Types of affinity media used in Affinity Chromatography
A variety of affinity media are available to serve a range of applications. Briefly, they are (generalized) activated/functionalized that work as a functional spacer, support matrix, and eliminates handling of toxic reagents.
- Amino acid media: It is used in conjunction with a variety of proteins from serum enzymes, and peptides in addition to dsDNA and rRNA.
- Avidin biotin media: Avidin biotin media is used to purify the process of biotin/avidin, as well as their derivatives.
- Carbohydrate bonding is most often used with glycoproteins or any other carbohydrate-containing substance; carbohydrate is used with lectins, glycoproteins, or any other carbohydrate metabolite protein
- The dye ligand medium is nonspecific however it mimics biological substrates as well as proteins.
- Hydrophobic interaction medium are frequently employed to attack free carboxyl groups and proteins.
- Immunoaffinity media uses antigens’ as well as antibodies that have high specificity to differentiate immobilized metal affinity chromatography is further described below. It uses interactions between proteins and metal ions (usually specifically labeled) to separate. Nucleotide/coenzyme which helps separate dehydrogenases, kinases and transaminases.
- Speciality media are made for specific classes or types of co enzyme. This kind of media can only function to isolate a particular type of protein, or coenzyme.
What is Weak affinity chromatography?
- WAC is a weak affinity technique. (WAC) is an affinity chromatography technique used for testing affinity for drug development.
- WAC is an affinity-based technique for liquid chromatography which separates chemical compounds according to their weak affinities with the immobilized object.
- The greater affinity a compound has with the target the longer it will remain within the separator and this is measured as a longer retention time.

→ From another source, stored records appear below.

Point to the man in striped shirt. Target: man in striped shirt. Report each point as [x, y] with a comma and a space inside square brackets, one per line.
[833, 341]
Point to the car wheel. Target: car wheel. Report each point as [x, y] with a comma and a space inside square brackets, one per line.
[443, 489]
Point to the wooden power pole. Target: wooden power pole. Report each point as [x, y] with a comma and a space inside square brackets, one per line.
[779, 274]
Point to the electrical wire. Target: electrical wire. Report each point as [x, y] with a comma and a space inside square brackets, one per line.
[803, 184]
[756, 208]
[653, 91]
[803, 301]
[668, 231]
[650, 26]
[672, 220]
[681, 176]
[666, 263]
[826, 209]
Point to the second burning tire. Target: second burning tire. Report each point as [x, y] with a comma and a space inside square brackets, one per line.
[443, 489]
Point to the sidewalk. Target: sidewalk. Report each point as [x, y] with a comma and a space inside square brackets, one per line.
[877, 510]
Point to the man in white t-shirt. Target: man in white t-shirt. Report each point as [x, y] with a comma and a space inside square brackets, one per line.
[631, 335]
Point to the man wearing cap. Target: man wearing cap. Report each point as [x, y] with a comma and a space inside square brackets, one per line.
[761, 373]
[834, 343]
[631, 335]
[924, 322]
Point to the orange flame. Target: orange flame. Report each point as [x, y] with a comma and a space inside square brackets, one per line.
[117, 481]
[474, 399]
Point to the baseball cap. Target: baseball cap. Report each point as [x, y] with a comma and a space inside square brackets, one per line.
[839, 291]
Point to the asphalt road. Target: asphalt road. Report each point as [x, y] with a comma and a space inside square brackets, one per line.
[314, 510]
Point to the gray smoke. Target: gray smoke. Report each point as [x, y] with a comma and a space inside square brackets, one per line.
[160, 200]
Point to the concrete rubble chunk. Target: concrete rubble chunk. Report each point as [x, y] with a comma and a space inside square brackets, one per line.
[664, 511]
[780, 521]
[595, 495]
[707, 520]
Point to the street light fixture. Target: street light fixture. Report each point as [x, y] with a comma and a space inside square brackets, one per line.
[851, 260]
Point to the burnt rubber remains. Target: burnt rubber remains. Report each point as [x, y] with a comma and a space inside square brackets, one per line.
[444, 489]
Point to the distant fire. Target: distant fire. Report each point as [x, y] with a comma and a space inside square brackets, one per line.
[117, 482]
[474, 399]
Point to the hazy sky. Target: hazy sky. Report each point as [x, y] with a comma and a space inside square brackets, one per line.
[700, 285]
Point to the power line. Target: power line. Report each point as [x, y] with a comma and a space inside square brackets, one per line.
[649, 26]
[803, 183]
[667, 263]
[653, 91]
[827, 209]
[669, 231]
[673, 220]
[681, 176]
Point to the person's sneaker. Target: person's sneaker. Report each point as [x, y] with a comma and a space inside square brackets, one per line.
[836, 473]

- The measurement of affinity and rank of affinity are accomplished by processing the retention times of the compounds being studied.

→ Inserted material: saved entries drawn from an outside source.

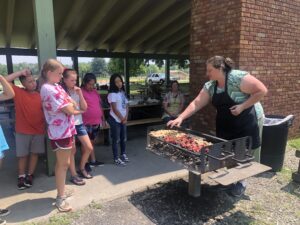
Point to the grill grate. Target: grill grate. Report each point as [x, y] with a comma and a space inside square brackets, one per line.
[222, 153]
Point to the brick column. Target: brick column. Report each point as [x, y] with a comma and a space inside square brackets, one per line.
[262, 37]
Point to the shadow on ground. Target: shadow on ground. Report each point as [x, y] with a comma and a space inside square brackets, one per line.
[170, 203]
[39, 206]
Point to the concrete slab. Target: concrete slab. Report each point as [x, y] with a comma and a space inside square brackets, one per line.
[109, 182]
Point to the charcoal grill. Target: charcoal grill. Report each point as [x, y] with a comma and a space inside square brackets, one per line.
[224, 161]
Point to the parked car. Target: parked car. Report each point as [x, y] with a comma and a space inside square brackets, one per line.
[156, 78]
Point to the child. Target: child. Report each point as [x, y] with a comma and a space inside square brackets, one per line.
[118, 117]
[7, 93]
[59, 109]
[94, 116]
[30, 126]
[173, 103]
[68, 83]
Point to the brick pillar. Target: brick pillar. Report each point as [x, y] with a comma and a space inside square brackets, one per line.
[270, 50]
[262, 37]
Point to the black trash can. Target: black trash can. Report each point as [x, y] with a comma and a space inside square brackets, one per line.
[274, 139]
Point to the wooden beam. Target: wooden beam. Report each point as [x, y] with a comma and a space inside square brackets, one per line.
[178, 36]
[127, 75]
[45, 32]
[32, 41]
[10, 21]
[179, 45]
[159, 37]
[163, 26]
[9, 64]
[167, 71]
[100, 14]
[157, 10]
[98, 53]
[120, 21]
[77, 6]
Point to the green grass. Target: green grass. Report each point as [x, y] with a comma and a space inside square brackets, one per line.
[285, 174]
[58, 219]
[294, 143]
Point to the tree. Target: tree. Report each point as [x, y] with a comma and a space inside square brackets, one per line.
[99, 66]
[135, 66]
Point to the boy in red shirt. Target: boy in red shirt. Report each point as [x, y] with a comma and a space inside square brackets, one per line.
[30, 126]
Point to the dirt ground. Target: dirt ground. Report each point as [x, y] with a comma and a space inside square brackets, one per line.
[270, 198]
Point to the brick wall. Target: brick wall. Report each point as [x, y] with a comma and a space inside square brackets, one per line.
[270, 50]
[263, 37]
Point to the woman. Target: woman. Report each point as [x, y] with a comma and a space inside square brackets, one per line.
[235, 94]
[173, 103]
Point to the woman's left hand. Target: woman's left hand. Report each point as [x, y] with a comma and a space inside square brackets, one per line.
[237, 110]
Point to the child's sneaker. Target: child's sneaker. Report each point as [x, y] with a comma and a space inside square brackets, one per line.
[62, 205]
[77, 180]
[119, 162]
[69, 192]
[4, 212]
[28, 180]
[88, 167]
[124, 158]
[21, 183]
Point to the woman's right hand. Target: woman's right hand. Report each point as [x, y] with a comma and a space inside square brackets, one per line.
[177, 122]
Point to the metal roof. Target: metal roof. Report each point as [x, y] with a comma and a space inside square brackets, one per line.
[127, 26]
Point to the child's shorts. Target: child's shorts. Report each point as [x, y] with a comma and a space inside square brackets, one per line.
[92, 131]
[80, 130]
[65, 143]
[27, 143]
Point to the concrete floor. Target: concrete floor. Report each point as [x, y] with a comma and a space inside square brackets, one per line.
[109, 182]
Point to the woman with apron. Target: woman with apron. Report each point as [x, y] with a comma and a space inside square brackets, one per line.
[173, 103]
[235, 94]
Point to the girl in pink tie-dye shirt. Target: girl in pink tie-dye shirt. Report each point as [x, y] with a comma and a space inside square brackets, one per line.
[59, 109]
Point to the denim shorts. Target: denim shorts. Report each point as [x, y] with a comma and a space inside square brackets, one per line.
[81, 130]
[92, 130]
[64, 144]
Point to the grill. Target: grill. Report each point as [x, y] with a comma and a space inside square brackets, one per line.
[219, 153]
[212, 159]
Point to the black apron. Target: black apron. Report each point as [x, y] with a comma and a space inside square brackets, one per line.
[229, 126]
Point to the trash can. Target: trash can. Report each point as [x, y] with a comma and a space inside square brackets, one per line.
[274, 139]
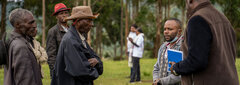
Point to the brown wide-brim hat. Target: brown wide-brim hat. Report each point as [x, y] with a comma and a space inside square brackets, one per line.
[81, 12]
[59, 8]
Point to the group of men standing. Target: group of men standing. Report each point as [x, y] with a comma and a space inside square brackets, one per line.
[71, 60]
[208, 45]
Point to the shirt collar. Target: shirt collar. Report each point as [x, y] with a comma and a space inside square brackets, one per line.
[64, 28]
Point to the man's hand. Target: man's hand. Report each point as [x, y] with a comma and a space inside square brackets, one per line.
[93, 61]
[171, 69]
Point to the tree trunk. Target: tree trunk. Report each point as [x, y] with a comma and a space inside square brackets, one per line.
[121, 29]
[183, 17]
[43, 23]
[159, 19]
[3, 18]
[165, 9]
[89, 33]
[126, 27]
[100, 41]
[115, 50]
[84, 2]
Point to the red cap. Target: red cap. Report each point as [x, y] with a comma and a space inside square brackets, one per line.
[59, 7]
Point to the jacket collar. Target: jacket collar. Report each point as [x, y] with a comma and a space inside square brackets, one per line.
[60, 27]
[200, 6]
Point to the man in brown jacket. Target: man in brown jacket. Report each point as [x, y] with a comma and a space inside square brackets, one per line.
[209, 48]
[22, 67]
[56, 33]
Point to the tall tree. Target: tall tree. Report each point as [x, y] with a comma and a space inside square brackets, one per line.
[121, 29]
[126, 26]
[43, 23]
[89, 33]
[159, 19]
[3, 18]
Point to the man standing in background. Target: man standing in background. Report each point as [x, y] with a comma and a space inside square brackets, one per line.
[132, 35]
[209, 47]
[172, 34]
[56, 33]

- Affinity chromatography is a part of a wider set of chemoproteomics techniques for the purpose of identifying drug targets.
- The WAC technology has been demonstrated against various protein targets , including proteases chaperones, kinases, along with protein-protein interaction (PPI) specific targets. WAC has been proven to be more efficient than traditional methods for screening based on fragments.

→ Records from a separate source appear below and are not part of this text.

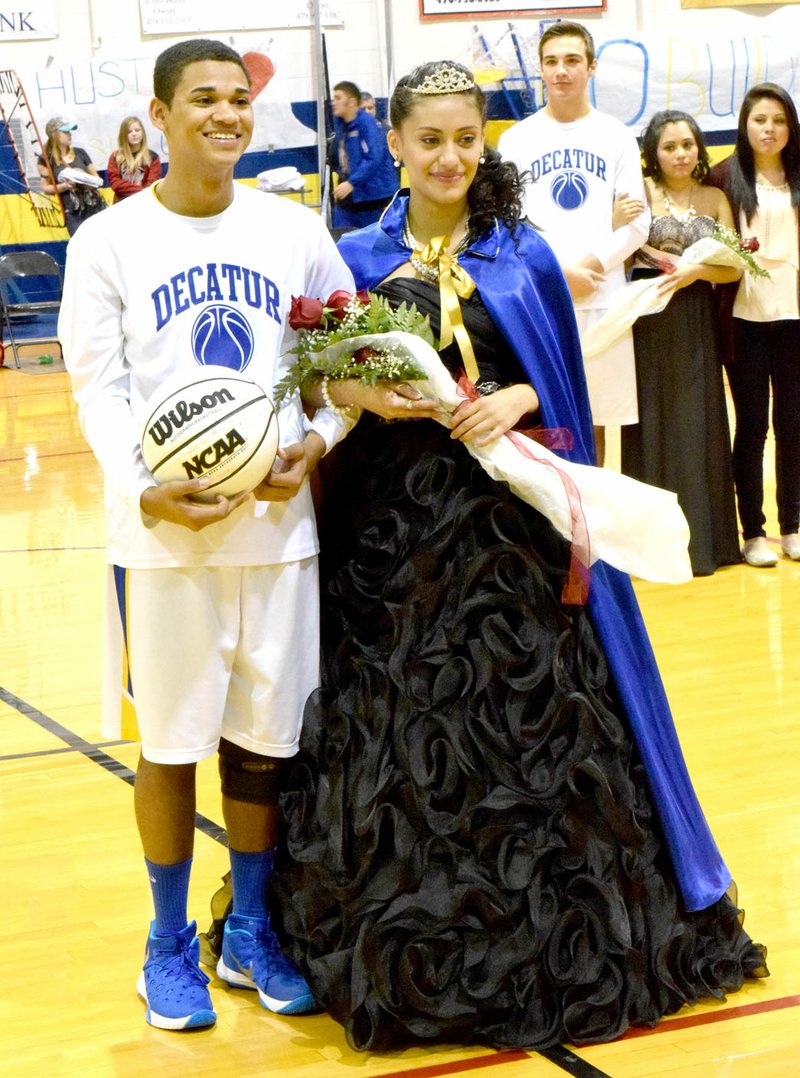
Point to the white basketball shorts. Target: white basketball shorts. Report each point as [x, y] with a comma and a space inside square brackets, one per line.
[202, 653]
[610, 377]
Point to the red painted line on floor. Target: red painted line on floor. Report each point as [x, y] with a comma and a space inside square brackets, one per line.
[460, 1066]
[721, 1016]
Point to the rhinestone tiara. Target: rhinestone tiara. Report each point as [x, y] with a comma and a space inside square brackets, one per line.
[446, 80]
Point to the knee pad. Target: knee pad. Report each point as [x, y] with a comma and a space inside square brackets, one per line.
[247, 776]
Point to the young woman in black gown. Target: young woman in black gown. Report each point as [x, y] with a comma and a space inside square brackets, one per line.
[480, 840]
[683, 441]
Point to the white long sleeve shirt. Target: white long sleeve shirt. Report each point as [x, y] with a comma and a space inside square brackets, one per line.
[149, 293]
[576, 170]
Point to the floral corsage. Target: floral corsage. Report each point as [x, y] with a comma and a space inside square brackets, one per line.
[343, 319]
[744, 248]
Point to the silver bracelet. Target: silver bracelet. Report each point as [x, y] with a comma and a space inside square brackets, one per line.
[327, 398]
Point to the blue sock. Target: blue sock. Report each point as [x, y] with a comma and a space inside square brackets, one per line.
[169, 884]
[249, 879]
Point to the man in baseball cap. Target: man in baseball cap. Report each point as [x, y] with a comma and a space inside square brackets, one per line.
[59, 124]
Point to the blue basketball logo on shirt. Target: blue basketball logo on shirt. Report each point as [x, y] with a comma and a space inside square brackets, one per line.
[569, 190]
[222, 336]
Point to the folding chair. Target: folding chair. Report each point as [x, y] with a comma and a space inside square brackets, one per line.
[30, 290]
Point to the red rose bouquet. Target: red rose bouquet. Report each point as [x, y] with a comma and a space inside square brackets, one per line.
[342, 320]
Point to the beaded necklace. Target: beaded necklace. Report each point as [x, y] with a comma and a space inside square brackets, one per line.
[426, 272]
[684, 216]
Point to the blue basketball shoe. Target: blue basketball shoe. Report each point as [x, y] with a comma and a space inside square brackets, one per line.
[173, 984]
[251, 958]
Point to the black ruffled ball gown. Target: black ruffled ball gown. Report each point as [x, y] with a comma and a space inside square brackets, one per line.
[471, 854]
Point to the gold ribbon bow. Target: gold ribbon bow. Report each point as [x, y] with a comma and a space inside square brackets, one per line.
[453, 281]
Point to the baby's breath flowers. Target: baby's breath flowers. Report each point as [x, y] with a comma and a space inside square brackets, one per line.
[343, 317]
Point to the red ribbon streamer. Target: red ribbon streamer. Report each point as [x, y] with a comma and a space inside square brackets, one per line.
[576, 586]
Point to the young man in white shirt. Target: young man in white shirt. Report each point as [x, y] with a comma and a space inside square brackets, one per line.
[579, 161]
[216, 604]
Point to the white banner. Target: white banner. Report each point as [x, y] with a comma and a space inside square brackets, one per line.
[38, 21]
[205, 16]
[98, 93]
[639, 73]
[484, 9]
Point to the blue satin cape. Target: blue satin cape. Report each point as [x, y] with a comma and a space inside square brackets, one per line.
[524, 291]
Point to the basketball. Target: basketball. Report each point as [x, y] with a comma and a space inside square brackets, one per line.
[221, 426]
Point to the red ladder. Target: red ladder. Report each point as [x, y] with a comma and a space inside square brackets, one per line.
[21, 130]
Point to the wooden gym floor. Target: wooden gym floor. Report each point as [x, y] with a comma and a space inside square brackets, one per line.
[76, 901]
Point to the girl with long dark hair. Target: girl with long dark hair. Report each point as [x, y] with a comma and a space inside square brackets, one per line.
[681, 441]
[762, 181]
[491, 832]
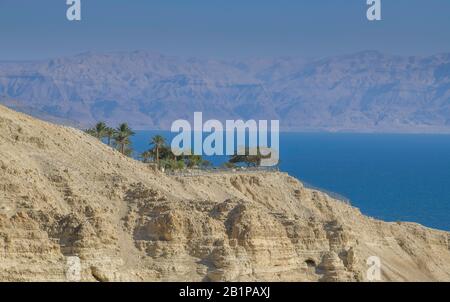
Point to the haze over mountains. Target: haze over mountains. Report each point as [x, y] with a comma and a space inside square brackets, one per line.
[365, 92]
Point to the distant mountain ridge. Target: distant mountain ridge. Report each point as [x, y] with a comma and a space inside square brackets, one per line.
[364, 92]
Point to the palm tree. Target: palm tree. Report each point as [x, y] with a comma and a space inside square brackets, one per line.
[99, 130]
[122, 136]
[109, 134]
[157, 142]
[146, 156]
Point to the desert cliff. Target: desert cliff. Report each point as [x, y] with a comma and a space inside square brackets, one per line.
[65, 194]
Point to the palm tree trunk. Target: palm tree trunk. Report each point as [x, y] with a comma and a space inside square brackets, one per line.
[157, 156]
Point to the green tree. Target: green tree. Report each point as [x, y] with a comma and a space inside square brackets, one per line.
[247, 159]
[157, 142]
[100, 130]
[146, 156]
[122, 138]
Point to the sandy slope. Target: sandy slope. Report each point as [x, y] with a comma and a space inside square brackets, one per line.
[63, 193]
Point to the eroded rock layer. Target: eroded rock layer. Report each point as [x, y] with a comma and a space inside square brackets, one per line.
[63, 194]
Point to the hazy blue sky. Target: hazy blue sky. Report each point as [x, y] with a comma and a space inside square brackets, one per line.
[223, 28]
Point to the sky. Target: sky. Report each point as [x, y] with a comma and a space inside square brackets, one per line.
[31, 29]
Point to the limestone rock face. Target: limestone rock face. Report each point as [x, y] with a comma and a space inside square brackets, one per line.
[71, 206]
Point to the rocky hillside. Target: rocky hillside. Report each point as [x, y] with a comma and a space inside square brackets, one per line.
[366, 91]
[64, 194]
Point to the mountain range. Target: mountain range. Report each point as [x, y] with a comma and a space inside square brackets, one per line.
[362, 92]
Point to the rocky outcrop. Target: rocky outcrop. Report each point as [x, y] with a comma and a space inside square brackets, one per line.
[71, 207]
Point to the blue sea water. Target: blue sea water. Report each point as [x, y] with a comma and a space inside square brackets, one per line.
[388, 176]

Application of Affinity Chromatography
- It is used to isolate and purification of all biological macromolecules.
- It is used to purify nucleic acid,antibodies,enzymes.etc
- To determine which compounds in the biological world are bound to a specific substance.
- To decrease the amount of substance present in a mix.
- Utilized for Genetic Engineering for nucleic acid purification
- Utilized for the Production of Vaccines – antibody purification from blood serum
- It is used for Basic Metabolic Research such as the purification of enzymes or proteins from cells free extracts.
- Affinity chromatography also serves to get rid of particular contaminants, like that of Benzamidine. Sepharose(tm) 6 Fast Flow removes serine proteases like the Factor Xa and thrombin. Figure 2 shows the main phases of an affinity purification.
Advantages of Affinity Chromatography
- Extremely high-specificity
- The purest of levels can be achieved
- The process is highly reproducible.
- The binding sites of biological molecules could be investigated by simply looking at the binding sites of biological molecules.
- Single-step purification.
- The matrix is reusable in a short time.
- The matrix is solid that is easy to clean and dried.
- Provide purified products with high yield.
- Affinity chromatography may also be used to get rid of particular contaminants, for instance proteases.
Disadvantages of Affinity Chromatography
- Expensive ligands
- Leakage of the ligand
- Degradation of the solid support
- Relatively low productivity
- Non-specific adsorption can not be totally eliminated, it can only be minimized.
- The limited life span and the high cost for immobilized ligands.
- Proteins are denatured when the necessary pH is not maintained.